You create a SAP Query the same way as QuickViewer queries. The biggest difference is that you need first to create an InfoSet that forms the basis of every query. Here you select the data source (tables, table joins, logical databases) and define the list and selection fields. The information requirements of the users define the InfoSets.
SAP Query offers a broad range of ways to define reports. You can create different types of reports such as basic lists, statistics, and ranked lists. You are also able to drill down to documents and treat the problems with signs, You don’t need coding skills to do this, but it is also possible to add pieces of code to your queries.
Usually a reporting requirement, which the existing standard reports cannot solve, triggers the need for a Query.

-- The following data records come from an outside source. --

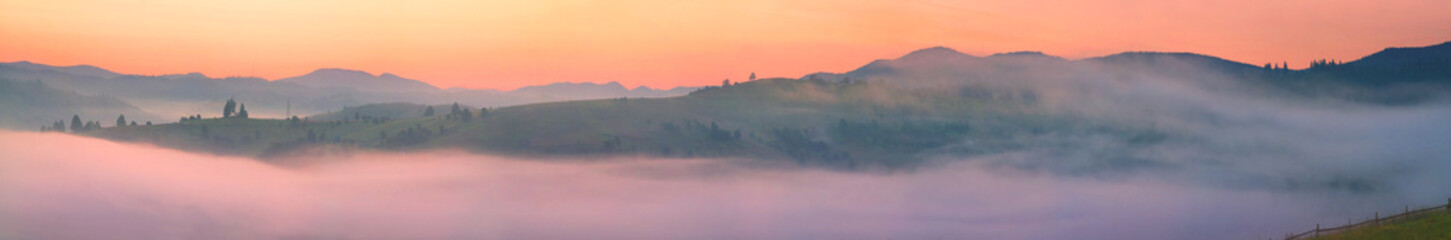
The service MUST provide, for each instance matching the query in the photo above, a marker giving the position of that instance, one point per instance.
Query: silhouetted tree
(76, 124)
(243, 111)
(229, 108)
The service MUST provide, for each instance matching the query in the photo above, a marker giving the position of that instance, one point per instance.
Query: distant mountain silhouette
(29, 105)
(360, 80)
(79, 70)
(321, 90)
(594, 90)
(1434, 56)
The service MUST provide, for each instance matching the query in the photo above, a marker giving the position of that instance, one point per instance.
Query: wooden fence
(1377, 220)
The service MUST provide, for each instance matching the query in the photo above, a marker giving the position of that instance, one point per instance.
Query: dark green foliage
(229, 108)
(798, 144)
(901, 136)
(411, 136)
(76, 124)
(243, 111)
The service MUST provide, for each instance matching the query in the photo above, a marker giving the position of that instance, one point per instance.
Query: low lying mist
(64, 186)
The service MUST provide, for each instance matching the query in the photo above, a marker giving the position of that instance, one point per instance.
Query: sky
(508, 44)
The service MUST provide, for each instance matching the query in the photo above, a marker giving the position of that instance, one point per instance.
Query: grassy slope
(1431, 227)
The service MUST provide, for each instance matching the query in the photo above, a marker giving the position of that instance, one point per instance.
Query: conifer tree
(76, 124)
(229, 108)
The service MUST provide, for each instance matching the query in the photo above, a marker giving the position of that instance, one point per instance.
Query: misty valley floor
(134, 191)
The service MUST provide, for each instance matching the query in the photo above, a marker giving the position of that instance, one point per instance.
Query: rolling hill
(887, 114)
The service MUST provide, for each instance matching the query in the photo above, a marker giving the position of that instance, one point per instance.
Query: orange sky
(507, 44)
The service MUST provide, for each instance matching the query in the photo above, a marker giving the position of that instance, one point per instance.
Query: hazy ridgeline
(930, 144)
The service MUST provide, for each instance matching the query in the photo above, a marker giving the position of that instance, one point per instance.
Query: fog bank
(63, 186)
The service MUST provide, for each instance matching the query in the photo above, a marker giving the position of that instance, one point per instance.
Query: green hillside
(807, 121)
(1435, 226)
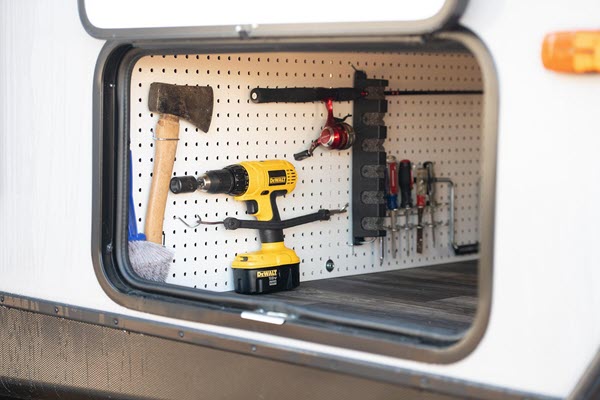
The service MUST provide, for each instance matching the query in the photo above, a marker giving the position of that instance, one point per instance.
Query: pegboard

Before jumping into details you should make a rough sketch. What information the report should contain, and how it should look. Next you need to find out where to find this information. Use Se16 and SQVI to help you. When you have are sure of the report, continue with InfoSet definition. Choose the infosource and select the fields. The InfoSet is assigned to a User Group. So, you must already have one or create a new. When all this is ready, you can start to create your query.
It is not a good idea to do the queries directly in production. Usually this is also prevented by IT. Development is not so good either, because there is no data to test the query. You can create the queries in the test system. When they pass the tests, and function without problems, you can copy them to production. It is also a good idea to copy them to development also.